NAS-Upgrade; How I stopped worrying and learned to love ZFS
I have a Server in my living room that runs Arch Linux. I originally set up this server to provide a NAS. The NAS serves as a backup solution for the clients in my network, and also stores my media collection.
When I initially set it up, I had just one (Desktop!) HDD: A Seagate Barracuda with 8TB of storage. For the filesystem, I chose Btrfs at the time because I heard some good things about it, and looking through the features it seemed to do what I wanted. But the longer I used it, the more problems creeped up. It doesn’t have native filesystem encryption, so I had to use LUKS. It supports Quotas, but doesn’t have a good way of displaying how much storage a specific subvolume/snapshot actually uses. It supports snapshots, but not too many of them. I also thought that subvolumes were very neat, so I created a lot of them to give each “application” a unique path that I tried to cram into the FHS-Philosophy. This caused more trouble than it solved though, because now I had a lot of different paths that I had to write down. I also made a bash script to mount all of these different subvolumes, and had to frequently look inside this script to keep all of the paths and subvolumes together. And with every Service I added, I needed to update this mounting script. This wasn’t really hard or complicated, but very annoying.
#!/bin/bash DISK1='/dev/sde1' CNAME='HDD_1' ROOT_PATH='/mnt' JELLYFIN="jellyfin" NAS_ROOT="/media/smbnas/" BACKUP_ROOT="backup" echo "Opening disk" sudo cryptsetup open "$DISK1" "$CNAME" || echo 'failed' echo "Mounting btrfs root" sudo mount "/dev/mapper/$CNAME" "$ROOT_PATH/$CNAME" -o compress=zstd,autodefrag || echo 'failed' echo "Mounting btrfs subvol 'jellyfin'" sudo mount "/dev/mapper/$CNAME" "$NAS_ROOT/$JELLYFIN" -o compress=zstd,autodefrag,subvol="/$JELLYFIN" || echo 'failed' echo "Mounting btrfs subvol 'backup/biggs'" mount "/dev/mapper/$CNAME" "$NAS_ROOT/$BACKUP_ROOT/biggs" -o compress=zstd,autodefrag,subvol="/$BACKUP_ROOT/biggs" || echo 'failed' echo "Mounting nextcloud subvol" mount "/dev/mapper/$CNAME" "/var/nextcloud" -o compress=zstd,autodefrag,subvol="/nextcloud" || echo 'failed' echo "Mounting XXX subvol" mount "/dev/mapper/$CNAME" "/var/www/XXX.sergeantbiggs.net" -o compress=zstd,autodefrag,subvol="/tiktok" || echo "failed"
The script I used.

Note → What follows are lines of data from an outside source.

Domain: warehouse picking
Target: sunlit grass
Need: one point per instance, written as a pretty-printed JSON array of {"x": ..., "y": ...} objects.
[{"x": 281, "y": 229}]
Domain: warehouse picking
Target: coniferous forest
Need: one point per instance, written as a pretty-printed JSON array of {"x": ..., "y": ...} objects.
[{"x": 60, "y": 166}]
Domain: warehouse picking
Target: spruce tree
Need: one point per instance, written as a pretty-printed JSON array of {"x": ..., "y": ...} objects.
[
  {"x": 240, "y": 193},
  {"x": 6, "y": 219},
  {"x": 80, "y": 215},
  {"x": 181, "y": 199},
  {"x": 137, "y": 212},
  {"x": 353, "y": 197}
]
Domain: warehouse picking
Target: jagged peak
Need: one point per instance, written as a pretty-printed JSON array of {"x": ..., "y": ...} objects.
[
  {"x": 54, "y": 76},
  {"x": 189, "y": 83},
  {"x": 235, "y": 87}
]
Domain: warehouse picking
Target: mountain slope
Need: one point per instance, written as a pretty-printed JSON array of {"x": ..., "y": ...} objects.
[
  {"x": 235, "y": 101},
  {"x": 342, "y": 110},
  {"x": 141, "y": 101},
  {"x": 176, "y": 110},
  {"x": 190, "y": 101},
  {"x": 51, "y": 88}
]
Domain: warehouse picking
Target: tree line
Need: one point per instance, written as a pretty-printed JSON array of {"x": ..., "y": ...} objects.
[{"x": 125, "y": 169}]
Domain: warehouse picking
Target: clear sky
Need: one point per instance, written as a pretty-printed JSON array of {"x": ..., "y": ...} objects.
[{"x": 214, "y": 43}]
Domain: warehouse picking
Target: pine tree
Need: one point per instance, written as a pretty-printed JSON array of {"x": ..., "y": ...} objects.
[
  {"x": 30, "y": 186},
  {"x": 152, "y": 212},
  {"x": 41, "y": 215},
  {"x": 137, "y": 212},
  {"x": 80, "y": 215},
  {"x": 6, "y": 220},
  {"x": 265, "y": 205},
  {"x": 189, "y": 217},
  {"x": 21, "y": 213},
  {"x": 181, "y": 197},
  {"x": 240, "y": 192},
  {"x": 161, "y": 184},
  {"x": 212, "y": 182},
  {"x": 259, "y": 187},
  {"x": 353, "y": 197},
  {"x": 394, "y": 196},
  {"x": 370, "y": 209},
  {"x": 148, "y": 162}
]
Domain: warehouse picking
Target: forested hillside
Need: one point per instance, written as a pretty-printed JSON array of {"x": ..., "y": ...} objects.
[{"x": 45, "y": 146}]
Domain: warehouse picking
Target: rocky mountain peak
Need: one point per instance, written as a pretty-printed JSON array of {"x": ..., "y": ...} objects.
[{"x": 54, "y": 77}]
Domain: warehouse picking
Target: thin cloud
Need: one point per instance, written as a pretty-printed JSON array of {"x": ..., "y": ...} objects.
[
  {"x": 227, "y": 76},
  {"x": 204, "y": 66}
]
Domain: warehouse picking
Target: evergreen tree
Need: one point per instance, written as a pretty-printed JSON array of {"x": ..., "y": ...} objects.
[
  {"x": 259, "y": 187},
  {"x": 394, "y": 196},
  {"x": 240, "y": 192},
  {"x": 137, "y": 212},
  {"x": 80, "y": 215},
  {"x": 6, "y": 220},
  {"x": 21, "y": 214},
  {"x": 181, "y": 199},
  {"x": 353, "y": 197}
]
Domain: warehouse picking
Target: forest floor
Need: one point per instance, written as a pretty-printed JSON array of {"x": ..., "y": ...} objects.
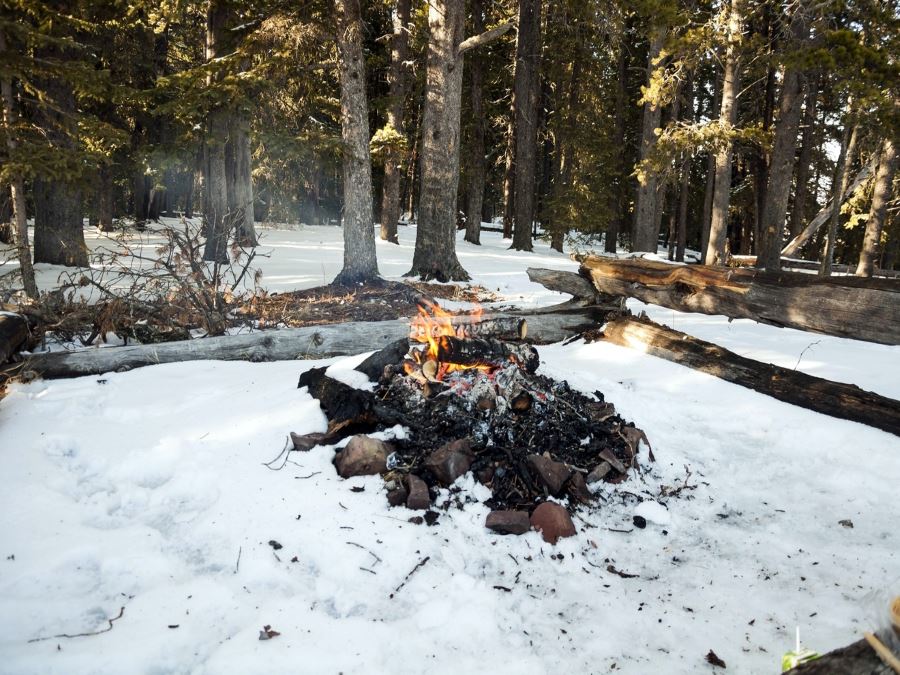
[{"x": 146, "y": 491}]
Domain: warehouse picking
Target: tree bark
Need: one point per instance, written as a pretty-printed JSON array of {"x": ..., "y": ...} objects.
[
  {"x": 527, "y": 86},
  {"x": 475, "y": 191},
  {"x": 862, "y": 309},
  {"x": 801, "y": 194},
  {"x": 216, "y": 214},
  {"x": 715, "y": 250},
  {"x": 390, "y": 198},
  {"x": 16, "y": 184},
  {"x": 646, "y": 227},
  {"x": 794, "y": 246},
  {"x": 845, "y": 401},
  {"x": 314, "y": 342},
  {"x": 839, "y": 189},
  {"x": 435, "y": 252},
  {"x": 778, "y": 188},
  {"x": 881, "y": 195},
  {"x": 360, "y": 264}
]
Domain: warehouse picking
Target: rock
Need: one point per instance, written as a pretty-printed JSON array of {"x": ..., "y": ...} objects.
[
  {"x": 552, "y": 474},
  {"x": 508, "y": 522},
  {"x": 552, "y": 521},
  {"x": 578, "y": 488},
  {"x": 397, "y": 496},
  {"x": 363, "y": 456},
  {"x": 418, "y": 498},
  {"x": 599, "y": 472},
  {"x": 451, "y": 461}
]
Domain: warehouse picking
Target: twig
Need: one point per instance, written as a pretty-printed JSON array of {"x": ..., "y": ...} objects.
[
  {"x": 415, "y": 569},
  {"x": 96, "y": 632}
]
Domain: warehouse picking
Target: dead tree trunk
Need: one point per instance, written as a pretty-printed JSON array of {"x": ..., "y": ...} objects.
[
  {"x": 359, "y": 238},
  {"x": 862, "y": 309},
  {"x": 881, "y": 195},
  {"x": 836, "y": 399},
  {"x": 390, "y": 198},
  {"x": 718, "y": 232},
  {"x": 313, "y": 342}
]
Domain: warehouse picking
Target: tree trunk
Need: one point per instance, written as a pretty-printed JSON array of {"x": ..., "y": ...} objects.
[
  {"x": 715, "y": 250},
  {"x": 646, "y": 223},
  {"x": 16, "y": 183},
  {"x": 778, "y": 188},
  {"x": 845, "y": 401},
  {"x": 313, "y": 342},
  {"x": 862, "y": 309},
  {"x": 435, "y": 252},
  {"x": 245, "y": 232},
  {"x": 839, "y": 189},
  {"x": 527, "y": 86},
  {"x": 477, "y": 170},
  {"x": 801, "y": 194},
  {"x": 881, "y": 195},
  {"x": 509, "y": 172},
  {"x": 709, "y": 190},
  {"x": 390, "y": 198},
  {"x": 359, "y": 238},
  {"x": 794, "y": 246}
]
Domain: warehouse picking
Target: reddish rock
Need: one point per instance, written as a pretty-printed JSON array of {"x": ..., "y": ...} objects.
[
  {"x": 363, "y": 456},
  {"x": 508, "y": 522},
  {"x": 552, "y": 521},
  {"x": 418, "y": 498},
  {"x": 552, "y": 474},
  {"x": 451, "y": 461}
]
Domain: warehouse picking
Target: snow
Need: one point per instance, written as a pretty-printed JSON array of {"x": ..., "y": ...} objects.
[{"x": 147, "y": 490}]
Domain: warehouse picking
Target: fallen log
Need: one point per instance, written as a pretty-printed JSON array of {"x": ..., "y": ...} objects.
[
  {"x": 312, "y": 342},
  {"x": 857, "y": 658},
  {"x": 13, "y": 333},
  {"x": 836, "y": 399},
  {"x": 851, "y": 307},
  {"x": 810, "y": 265}
]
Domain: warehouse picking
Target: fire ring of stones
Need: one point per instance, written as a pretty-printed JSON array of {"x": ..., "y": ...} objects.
[{"x": 469, "y": 397}]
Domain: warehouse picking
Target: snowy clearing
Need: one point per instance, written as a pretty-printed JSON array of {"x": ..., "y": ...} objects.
[{"x": 146, "y": 490}]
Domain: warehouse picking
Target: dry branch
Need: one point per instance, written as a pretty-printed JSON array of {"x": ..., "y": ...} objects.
[
  {"x": 851, "y": 307},
  {"x": 836, "y": 399}
]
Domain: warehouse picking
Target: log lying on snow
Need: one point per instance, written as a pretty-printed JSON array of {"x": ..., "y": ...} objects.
[
  {"x": 13, "y": 333},
  {"x": 845, "y": 401},
  {"x": 854, "y": 659},
  {"x": 313, "y": 342},
  {"x": 852, "y": 307}
]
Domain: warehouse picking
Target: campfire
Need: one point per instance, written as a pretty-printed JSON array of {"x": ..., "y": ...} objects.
[{"x": 466, "y": 391}]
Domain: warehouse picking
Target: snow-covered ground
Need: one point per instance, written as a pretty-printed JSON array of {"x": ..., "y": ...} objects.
[{"x": 146, "y": 490}]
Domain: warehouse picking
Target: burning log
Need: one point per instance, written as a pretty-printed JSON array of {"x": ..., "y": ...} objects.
[{"x": 486, "y": 352}]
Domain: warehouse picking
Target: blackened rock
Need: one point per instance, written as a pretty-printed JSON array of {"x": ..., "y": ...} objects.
[
  {"x": 397, "y": 496},
  {"x": 418, "y": 498},
  {"x": 363, "y": 456},
  {"x": 508, "y": 522},
  {"x": 451, "y": 461},
  {"x": 552, "y": 474},
  {"x": 553, "y": 522}
]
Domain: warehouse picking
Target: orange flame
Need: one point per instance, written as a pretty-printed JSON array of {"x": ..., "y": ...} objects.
[{"x": 431, "y": 325}]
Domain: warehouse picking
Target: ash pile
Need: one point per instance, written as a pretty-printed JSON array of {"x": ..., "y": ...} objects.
[{"x": 467, "y": 393}]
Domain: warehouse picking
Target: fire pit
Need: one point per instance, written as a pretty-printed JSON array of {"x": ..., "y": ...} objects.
[{"x": 466, "y": 391}]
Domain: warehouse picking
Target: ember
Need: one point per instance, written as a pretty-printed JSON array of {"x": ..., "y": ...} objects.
[{"x": 474, "y": 402}]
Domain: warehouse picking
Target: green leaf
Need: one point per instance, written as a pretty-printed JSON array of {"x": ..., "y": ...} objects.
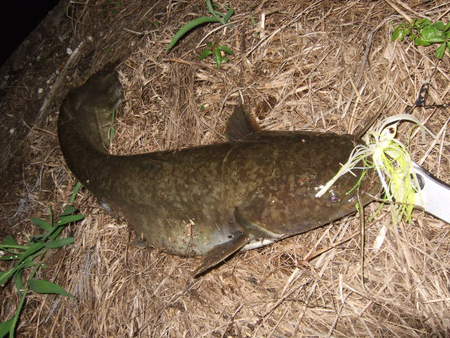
[
  {"x": 69, "y": 210},
  {"x": 440, "y": 26},
  {"x": 42, "y": 224},
  {"x": 227, "y": 16},
  {"x": 9, "y": 240},
  {"x": 58, "y": 243},
  {"x": 205, "y": 53},
  {"x": 432, "y": 35},
  {"x": 188, "y": 27},
  {"x": 34, "y": 247},
  {"x": 70, "y": 219},
  {"x": 18, "y": 279},
  {"x": 5, "y": 276},
  {"x": 75, "y": 192},
  {"x": 217, "y": 57},
  {"x": 46, "y": 287},
  {"x": 400, "y": 33},
  {"x": 9, "y": 257},
  {"x": 440, "y": 51},
  {"x": 6, "y": 327},
  {"x": 227, "y": 50},
  {"x": 420, "y": 23}
]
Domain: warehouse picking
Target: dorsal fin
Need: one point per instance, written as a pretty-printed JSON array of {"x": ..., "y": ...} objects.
[{"x": 240, "y": 125}]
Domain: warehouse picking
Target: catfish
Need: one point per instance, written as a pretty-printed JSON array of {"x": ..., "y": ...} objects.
[{"x": 213, "y": 200}]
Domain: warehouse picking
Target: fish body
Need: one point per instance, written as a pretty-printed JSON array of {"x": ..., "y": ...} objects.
[{"x": 210, "y": 200}]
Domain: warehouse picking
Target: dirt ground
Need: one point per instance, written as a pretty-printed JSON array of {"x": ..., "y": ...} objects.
[{"x": 319, "y": 65}]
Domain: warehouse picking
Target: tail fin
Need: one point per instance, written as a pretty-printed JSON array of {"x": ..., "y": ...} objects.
[{"x": 240, "y": 125}]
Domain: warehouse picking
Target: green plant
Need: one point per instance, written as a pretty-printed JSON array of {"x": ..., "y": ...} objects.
[
  {"x": 29, "y": 259},
  {"x": 425, "y": 33},
  {"x": 217, "y": 17},
  {"x": 219, "y": 52}
]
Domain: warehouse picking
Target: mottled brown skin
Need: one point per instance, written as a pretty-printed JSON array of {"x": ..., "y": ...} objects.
[{"x": 212, "y": 200}]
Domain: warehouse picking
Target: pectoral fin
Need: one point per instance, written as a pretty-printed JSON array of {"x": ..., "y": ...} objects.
[{"x": 222, "y": 252}]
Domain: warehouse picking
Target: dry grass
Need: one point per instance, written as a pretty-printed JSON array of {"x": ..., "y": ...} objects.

It’s a
bit of a mess.
I also created another script to automate snapshot creation. This was to protect the files on my SMB shares. If you delete a file from an SMB share on the client side, it’s gone. With this, I would have a chance to restore things if they were accidentally deleted. This made listing the subvolumes a complete shitshow, because the list was completetely cluttered with the snapshots. So a lot of Btrfs tools were just not working very well in my situation and I had to rely on scripts, both self-written and third-party.
That’s why I decided to move to ZFS. In this article, I will take you on the journey I faced to do this. I decided to this at the same time that I did a major hardware upgrade. Up to that point I just had one Desktop HDD. I decided to replace it with 3 WD Reds, each 8 TB in size. I will be running these in RAIDZ, an improved version of RAID5 that removes the write hole (a general problem in RAID 5, something Btrfs hasn’t been able to solve yet). It is also generally very efficient.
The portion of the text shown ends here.